Una de los argumentos más productivos trabajados por Eco es la pasividad que tanto apocalípticos como integrados atribuyen a la masas. Superman, el superhombre por excelencia de la cultura de masas, “ejemplo de una honrada conciencia ética, desprovista de toda dimensión política”, no “organizará nunca una revolución”. Pero tampoco lo hará el escéptico superhombre apocalíptico que en su crítica furibunda no suele escapar tampoco a promover la pasividad. Relacionado a ello, la propia noción de “masas” utilizada por ambas posturas suele ser un fetiche abstracto y estático.

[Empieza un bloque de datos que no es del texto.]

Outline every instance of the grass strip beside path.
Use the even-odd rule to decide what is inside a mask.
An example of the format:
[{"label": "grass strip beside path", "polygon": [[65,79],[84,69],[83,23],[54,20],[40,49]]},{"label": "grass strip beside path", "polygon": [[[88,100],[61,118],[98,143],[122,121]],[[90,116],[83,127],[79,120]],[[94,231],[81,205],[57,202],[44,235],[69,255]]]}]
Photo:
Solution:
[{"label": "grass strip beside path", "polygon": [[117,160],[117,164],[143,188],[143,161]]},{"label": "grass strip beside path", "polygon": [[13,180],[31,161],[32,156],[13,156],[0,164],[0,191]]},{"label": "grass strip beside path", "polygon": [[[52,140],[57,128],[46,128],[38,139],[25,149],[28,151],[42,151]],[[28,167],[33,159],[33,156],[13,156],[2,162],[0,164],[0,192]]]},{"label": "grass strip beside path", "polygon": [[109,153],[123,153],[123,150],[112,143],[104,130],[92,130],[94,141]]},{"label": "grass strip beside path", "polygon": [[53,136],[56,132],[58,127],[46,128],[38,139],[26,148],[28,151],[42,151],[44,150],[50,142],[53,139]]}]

Pero en el terreno cultural hay relaciones de fuerzas, prácticas contradictorias y leyes específicas que deben poder analizarse en su especificidad y en sus relaciones, tarea que el libro de Eco intenta siempre contemplar, con mayor o menos éxito.
En sus mejores momentos, resuenan en los análisis las reflexiones de Gramsci sobre la dialéctica entre cultura popular e ideología dominante en distintos momentos histórico-políticos en los que una “crisis de autoridad” de las clases dominantes permite que las masas puedan resignificar aspectos culturales que les fueron impuestos, desecharlos, criticarlos y forjar elementos nuevos, aunque a su vez éstos puedan caer de nuevo en el redil de la cultura oficial y permanecer como cuestionamientos a los cánones culturales establecidos.
Clarificando las definiciones de estas tendencias, pero también aportando el análisis de distintas obras y dispositivos comunicacionales de la época, el libro de Eco es insoslayable en una discusión que en décadas posteriores y hasta la actualidad, no hizo más que profundizarse.